CPU Bandwidth Control

CFS bandwidth throttling: how the kernel enforces hard CPU limits

What bandwidth control does

CPU weight (shares) controls the proportion of CPU a group gets when the system is busy. Bandwidth control caps the absolute amount — a group set to 50% will be throttled to 50% even if the other 99% of CPU is idle.

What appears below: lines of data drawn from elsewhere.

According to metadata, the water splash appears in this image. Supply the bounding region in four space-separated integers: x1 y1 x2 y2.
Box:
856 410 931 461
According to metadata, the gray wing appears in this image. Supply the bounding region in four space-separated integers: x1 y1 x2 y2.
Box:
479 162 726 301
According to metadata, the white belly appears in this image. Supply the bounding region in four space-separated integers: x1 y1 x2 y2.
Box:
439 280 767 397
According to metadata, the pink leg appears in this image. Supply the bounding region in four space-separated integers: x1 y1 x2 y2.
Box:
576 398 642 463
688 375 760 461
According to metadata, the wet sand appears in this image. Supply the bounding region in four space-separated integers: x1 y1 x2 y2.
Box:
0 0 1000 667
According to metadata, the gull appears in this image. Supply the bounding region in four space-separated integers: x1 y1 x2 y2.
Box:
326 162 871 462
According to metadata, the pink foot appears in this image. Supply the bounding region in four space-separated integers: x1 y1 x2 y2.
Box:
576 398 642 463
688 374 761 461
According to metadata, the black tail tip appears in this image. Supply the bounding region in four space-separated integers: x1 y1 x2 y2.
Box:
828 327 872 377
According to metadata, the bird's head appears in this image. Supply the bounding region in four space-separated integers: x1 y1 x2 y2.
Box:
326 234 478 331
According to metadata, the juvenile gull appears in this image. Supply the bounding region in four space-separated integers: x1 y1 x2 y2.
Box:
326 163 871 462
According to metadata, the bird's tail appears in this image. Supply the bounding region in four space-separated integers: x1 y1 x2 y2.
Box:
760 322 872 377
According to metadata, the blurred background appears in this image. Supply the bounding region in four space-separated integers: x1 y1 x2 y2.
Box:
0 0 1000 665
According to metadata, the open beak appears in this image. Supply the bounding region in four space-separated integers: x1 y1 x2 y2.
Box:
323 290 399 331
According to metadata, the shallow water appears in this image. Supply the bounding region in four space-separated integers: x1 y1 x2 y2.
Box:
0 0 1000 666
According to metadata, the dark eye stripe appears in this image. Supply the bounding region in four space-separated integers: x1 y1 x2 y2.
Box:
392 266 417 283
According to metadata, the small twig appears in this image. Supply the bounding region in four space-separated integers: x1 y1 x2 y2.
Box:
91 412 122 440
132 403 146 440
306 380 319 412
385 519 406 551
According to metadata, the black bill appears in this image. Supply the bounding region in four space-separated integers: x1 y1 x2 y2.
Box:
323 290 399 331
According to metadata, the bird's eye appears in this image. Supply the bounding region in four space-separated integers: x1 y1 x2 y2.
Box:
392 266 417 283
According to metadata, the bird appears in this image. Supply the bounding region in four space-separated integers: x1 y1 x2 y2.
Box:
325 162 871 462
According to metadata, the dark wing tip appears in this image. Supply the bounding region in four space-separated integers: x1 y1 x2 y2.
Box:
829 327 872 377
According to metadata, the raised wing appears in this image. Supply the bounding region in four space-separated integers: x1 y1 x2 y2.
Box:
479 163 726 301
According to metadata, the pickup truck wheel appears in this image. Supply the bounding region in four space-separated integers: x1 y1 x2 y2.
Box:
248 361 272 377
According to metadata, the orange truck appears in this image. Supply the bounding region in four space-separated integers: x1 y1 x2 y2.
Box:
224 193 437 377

This matters for: - Predictable latency: Ensure a group never monopolizes the CPU - Multi-tenant isolation: Prevent one tenant from starving others - Resource accounting: Know exactly how much CPU a container is using

How it's configured

# v2 interface (unified)
# Format: "quota_us period_us" or "max period_us" for unlimited
cat /sys/fs/cgroup/mygroup/cpu.max
# 200000 100000  → 200ms every 100ms = 2 CPUs worth

echo "50000 100000" > /sys/fs/cgroup/mygroup/cpu.max  # 50% of 1 CPU

# v1 interface (separate files)
echo 50000  > /sys/fs/cgroup/cpu/mygroup/cpu.cfs_quota_us
echo 100000 > /sys/fs/cgroup/cpu/mygroup/cpu.cfs_period_us

The bandwidth is quota / period. For a quota of 200ms and period of 100ms, the group can use 2 CPUs concurrently (200% utilization). The quota is a wall-clock budget, not per-CPU.

The bandwidth pool: struct cfs_bandwidth

Each cgroup has one global cfs_bandwidth pool:

// kernel/sched/sched.h
struct cfs_bandwidth {
    raw_spinlock_t   lock;
    ktime_t          period;          // e.g., 100ms
    u64              quota;           // e.g., 50ms (in ns)
    u64              runtime;         // remaining this period
    u64              burst;           // burst allowance above quota

    struct hrtimer   period_timer;    // refills runtime at period end
    struct hrtimer   slack_timer;     // deferred unthrottle batching
    struct list_head throttled_cfs_rq; // per-CPU rqs that are throttled

    int nr_periods;
    int nr_throttled;
    u64 throttled_time;
};

At the start of each period, runtime is reset to quota. As tasks run, runtime drains. When runtime hits zero, all CPUs running tasks from this group are throttled.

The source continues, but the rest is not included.